Remember who your competition is. You have robinhood on the investment side. They have the old lenders on the credit side, so what are they doing better? We have often spoken to Robinhood about the fact that it’s just better up until now to prioritize, invest and educate consumers. They make the loan process a lot easier than their competitors on the loan side. They do the best job of any financial company I know, they create a sense of community, they create customer loyalty if you will. That’s one of the big things that I look at. I’m looking at the overall market opportunity, which I mean, investments are clearly a huge market opportunity, but they come in some forms of lending, like auto loans. I mentioned it was a $ 800 billion market. The personal loan market is around $ 200 billion by the last count. There are many great market opportunities there. I think they do things better than the competition. Current earnings, which are actual numbers, not their projections. Current earnings look impressive and their current growth numbers look impressive. Another example, 23andMe (NYSE: VGAC) is one that I talked about on the show. They just do what they can, better than the competition. You have a greater collection of genetic information for consumers than anyone else. You partner with one of the biggest names in the industry who creates the therapeutics based on information. Such great competitive advantages. It’s like the Buffett model. When Warren Buffett describes why he likes a stock, he doesn’t go into a lot of numbers. He describes the moat, the competitive advantages.

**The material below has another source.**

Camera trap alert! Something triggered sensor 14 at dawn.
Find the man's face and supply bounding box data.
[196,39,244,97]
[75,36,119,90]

Moser: Yes. Why he likes the business.
Frankel: Law. That really is when, in evaluating some of these SPACs, I look to what will give them the ditch and what will give them the ditch and what will be able to build lasting market share. Because many of them are small and still have very little income.
Moser: Yes. You’re right.
Frankel: Hopefully that was a decent answer.
This article represents the opinion of the author who may disagree with the “official” referral position of a premium advisory service from the Motley Fool. We are colorful! Questioning an investment thesis – even one of our own – helps us all think critically about investing and make decisions that will help us get smarter, happier, and richer.